The report recommends that a road map of available skills and skills needed in the medium to long term be drawn up before finding ways to build any missing skills, including using in-house skills programs, recruiting and working with partners.
These are not only the skills needed to realize the project, but also those needed by employees whose jobs have changed due to the use of artificial intelligence-related technologies such as chat robots in enterprises.
Microsoft has found that about one-third of business leaders admit that they are not sure how to provide employees with the necessary skills to cope with the chaos caused by artificial intelligence reshaping its role.
Although nearly half of the employees feel that they can master new skills that are important to their jobs, only 15% of the employees said that their company is helping to master new skills. In addition, only 18% said they were actively learning new skills to help themselves keep up with the future changes brought about by artificial intelligence.
This unprepared discovery coincides with a report by the British Human Resources Association ( CIPD ). The report found last year that the UK’s spending on training in 2005 has been declining, and in recent years, the participation of job-related adults in learning has dropped significantly.
4. Cultivate a culture in which employees can test and evaluate artificial intelligence.
Microsoft found that employees and business leaders are willing to try technologies related to artificial intelligence to help them finish their work. 67% of leaders and 59% of employees said they were open to the idea.
However, employees may need some encouragement before using these new technologies. Newcastle City Council has been experimenting with various robots to handle simple interactions with the public, recommending some simple steps.
Jenny Nelson, manager of the Digital Transformation Project, wrote in the report: ” Part of the reason is to choose the right project to test.”
” Starting from small things and expanding the scale will help the team build trust, gain feedback, learn lessons and build confidence.”
Microsoft’s Wignall said: ” The employees we surveyed are more and more open to the use of artificial intelligence.

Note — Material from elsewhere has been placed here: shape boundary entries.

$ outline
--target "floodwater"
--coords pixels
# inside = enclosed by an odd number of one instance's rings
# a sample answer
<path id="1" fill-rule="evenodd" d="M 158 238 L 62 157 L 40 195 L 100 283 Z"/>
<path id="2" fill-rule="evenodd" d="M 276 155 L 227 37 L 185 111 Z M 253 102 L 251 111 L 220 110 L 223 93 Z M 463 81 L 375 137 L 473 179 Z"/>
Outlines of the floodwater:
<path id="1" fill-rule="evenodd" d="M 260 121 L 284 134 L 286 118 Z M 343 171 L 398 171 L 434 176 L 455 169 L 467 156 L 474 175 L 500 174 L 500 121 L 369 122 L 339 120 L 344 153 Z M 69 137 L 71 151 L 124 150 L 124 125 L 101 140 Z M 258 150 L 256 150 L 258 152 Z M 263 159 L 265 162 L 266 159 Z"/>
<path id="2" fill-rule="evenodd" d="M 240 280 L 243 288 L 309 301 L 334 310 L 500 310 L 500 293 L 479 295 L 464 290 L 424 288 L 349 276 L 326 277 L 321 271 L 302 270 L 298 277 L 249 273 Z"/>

From the perspective of employees, there is no deep-rooted resistance. However, they may not have the skills to take advantage of this change, and if their existing skills are not the right ones for the future, they may also worry about what will happen to their jobs.
He suggested ” cultivating a learning and development environment from bottom to top, allowing people to think about how their work may change with the support of artificial intelligence”, ” investing in skills” and encouraging ” continuous learning and development”.
Don’t forget prejudice and morality.
As mentioned above, the quality of machine learning systems depends on the data they train.
The report pointed out: ” If these data are not representative, biased or completely wrong, the way machine learning uses these data will be fundamentally flawed.”
” Only by helping engineers eliminate data blind spots around factors such as gender, race, ethnicity and socio-economic background can we ensure that artificial intelligence technology brings the just and responsible social results we want.”
The report recommends that a declaration on artificial intelligence be drawn up, setting a framework for the ethical use of the technology, protecting data privacy, preventing malicious abuse of artificial intelligence, and setting clear guidelines on inherent bias, automation, and where to take responsibility in case of errors.